Khao Sok National Park
Khao Sok National Park is the place to stay at a rafthouse lodge, to kayak on Thailand’s most beautiful lake, to follow your nose to metre-wide “corpse flowers”, and trek past whispering bamboo groves and hooting gibbons to remote wildlife sanctuaries.
Occupying Thailand’s southern spit, between the Gulf of Thailand and the Andaman Sea, Khao Sok is more than just a convenient stop on the way from one glittering sea coast to another. This national park is part of a 5,000-square-kilometre swathe of protected forest thought to be one of the oldest on Earth — about three times as old as the Amazon — and one of the last surviving habitats in the world for wild elephants, Malayan tapirs, Asian black bears and clouded leopards.
Though you’re unlikely to spot any rare mammals yourself, a journey into Khao Sok’s forested mountains is a journey into the prehistoric. This is the best place in Thailand to immerse yourself in nature — whether you’re waking up to a dawn chorus, clambering over buttress roots in search of cute, winged lizards, or keeping your eyes peeled for flesh-eating pitcher plants and famously pungent Rafflesia among twisted liana vines.

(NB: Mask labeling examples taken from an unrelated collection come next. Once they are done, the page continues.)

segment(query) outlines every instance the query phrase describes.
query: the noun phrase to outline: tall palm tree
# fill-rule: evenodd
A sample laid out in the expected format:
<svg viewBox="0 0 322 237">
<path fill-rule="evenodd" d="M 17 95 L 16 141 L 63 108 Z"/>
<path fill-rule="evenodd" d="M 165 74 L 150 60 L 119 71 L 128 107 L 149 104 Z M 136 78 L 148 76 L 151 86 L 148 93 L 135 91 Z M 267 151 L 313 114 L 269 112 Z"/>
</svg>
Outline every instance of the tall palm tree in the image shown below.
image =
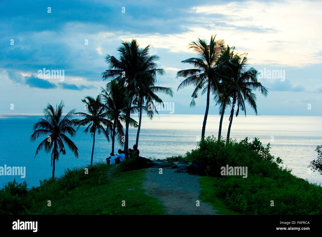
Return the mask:
<svg viewBox="0 0 322 237">
<path fill-rule="evenodd" d="M 235 109 L 236 116 L 238 116 L 240 109 L 244 111 L 246 116 L 246 101 L 255 111 L 255 114 L 257 114 L 257 97 L 256 95 L 252 92 L 253 90 L 258 89 L 265 97 L 268 94 L 267 88 L 257 81 L 258 72 L 253 67 L 247 69 L 248 60 L 247 56 L 247 54 L 241 55 L 236 54 L 234 55 L 231 62 L 232 71 L 232 79 L 233 83 L 229 85 L 230 95 L 232 99 L 232 104 L 227 133 L 227 144 L 229 142 L 230 130 Z"/>
<path fill-rule="evenodd" d="M 204 91 L 207 92 L 207 104 L 201 131 L 202 139 L 204 137 L 211 91 L 221 90 L 218 69 L 219 64 L 222 63 L 220 59 L 225 42 L 223 39 L 215 40 L 215 35 L 211 36 L 209 45 L 200 39 L 197 42 L 193 42 L 189 44 L 189 48 L 193 49 L 198 57 L 188 58 L 181 62 L 193 65 L 195 68 L 179 71 L 177 73 L 176 77 L 186 77 L 178 86 L 177 91 L 191 85 L 195 87 L 191 95 L 192 100 L 190 107 L 195 105 L 194 99 L 198 97 L 198 92 L 200 90 L 204 89 Z"/>
<path fill-rule="evenodd" d="M 63 108 L 65 107 L 62 101 L 55 110 L 48 103 L 43 110 L 45 119 L 40 118 L 35 123 L 33 128 L 33 132 L 30 139 L 33 142 L 40 136 L 45 135 L 46 138 L 39 144 L 36 150 L 35 158 L 39 151 L 44 148 L 48 153 L 52 150 L 51 165 L 52 167 L 52 177 L 55 177 L 55 161 L 58 161 L 60 153 L 66 153 L 64 143 L 72 152 L 76 158 L 78 158 L 78 149 L 76 145 L 66 135 L 68 133 L 72 137 L 76 134 L 76 131 L 73 128 L 76 125 L 77 120 L 72 119 L 73 114 L 76 110 L 73 109 L 63 117 Z"/>
<path fill-rule="evenodd" d="M 129 123 L 134 127 L 137 126 L 134 120 L 128 117 L 125 113 L 128 109 L 129 98 L 127 87 L 122 85 L 122 81 L 115 80 L 106 85 L 106 88 L 101 87 L 102 100 L 105 111 L 109 117 L 113 122 L 111 133 L 112 153 L 114 153 L 115 135 L 119 143 L 123 146 L 124 137 L 122 122 L 129 121 Z M 136 109 L 130 108 L 130 109 Z"/>
<path fill-rule="evenodd" d="M 227 47 L 224 48 L 223 52 L 223 55 L 225 55 L 225 62 L 224 63 L 224 65 L 220 69 L 220 73 L 222 75 L 220 84 L 223 90 L 221 93 L 217 93 L 215 96 L 215 98 L 217 100 L 216 105 L 220 105 L 219 112 L 219 114 L 221 115 L 218 131 L 218 140 L 220 140 L 221 138 L 222 128 L 225 110 L 231 103 L 230 96 L 230 93 L 229 90 L 230 87 L 229 85 L 230 84 L 233 84 L 234 81 L 232 79 L 232 70 L 231 68 L 232 64 L 230 62 L 233 57 L 234 49 L 234 46 L 231 47 L 227 45 Z"/>
<path fill-rule="evenodd" d="M 155 75 L 154 75 L 155 76 Z M 137 104 L 139 109 L 139 124 L 137 133 L 137 139 L 135 144 L 138 145 L 139 136 L 141 129 L 141 122 L 142 119 L 142 111 L 147 112 L 148 117 L 152 119 L 154 114 L 154 110 L 159 114 L 154 106 L 154 101 L 158 103 L 163 103 L 163 102 L 155 93 L 163 93 L 171 97 L 173 96 L 173 92 L 171 88 L 162 86 L 155 86 L 153 81 L 147 81 L 144 84 L 141 84 L 138 87 L 137 95 L 133 100 L 133 103 Z M 164 106 L 164 105 L 163 105 Z"/>
<path fill-rule="evenodd" d="M 95 144 L 95 133 L 97 131 L 99 134 L 102 133 L 109 142 L 109 131 L 112 127 L 112 122 L 107 118 L 108 114 L 104 111 L 100 95 L 98 95 L 96 98 L 88 96 L 82 99 L 81 101 L 87 104 L 87 110 L 89 113 L 80 112 L 75 113 L 74 114 L 85 118 L 77 123 L 78 125 L 77 129 L 81 126 L 87 126 L 88 124 L 83 132 L 86 134 L 89 131 L 92 136 L 93 147 L 90 158 L 90 164 L 92 165 L 93 164 L 93 155 L 94 153 L 94 145 Z M 104 126 L 106 127 L 106 129 L 104 128 Z"/>
<path fill-rule="evenodd" d="M 128 89 L 130 98 L 126 116 L 129 117 L 131 112 L 129 108 L 132 107 L 133 96 L 137 88 L 144 84 L 146 80 L 155 82 L 155 75 L 163 75 L 163 69 L 157 69 L 155 61 L 160 57 L 156 55 L 149 55 L 150 45 L 144 48 L 140 48 L 136 40 L 132 39 L 131 42 L 123 41 L 122 45 L 117 50 L 119 52 L 119 59 L 108 54 L 105 57 L 105 62 L 109 65 L 110 69 L 102 73 L 103 80 L 107 79 L 115 80 L 117 81 L 123 80 Z M 128 128 L 129 121 L 125 123 L 125 141 L 124 151 L 128 149 Z"/>
</svg>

Despite Khao Sok’s awesome age, one of its most striking and beautiful features has only existed since 1987. Cheow Lan Lake was created by the damming of the Saeng River, and has often been compared to Vietnam’s Halong Bay because of the dramatic, densely forested islands towering steeply from its vivid green waters. Today, the lake is dotted with floating bungalows and on-land safari tents from which visitors head out on guided expeditions, visit the Elephant Hills sanctuary, explore hidden coves in kayaks, and go for multi-day, boat-and-trek excursions.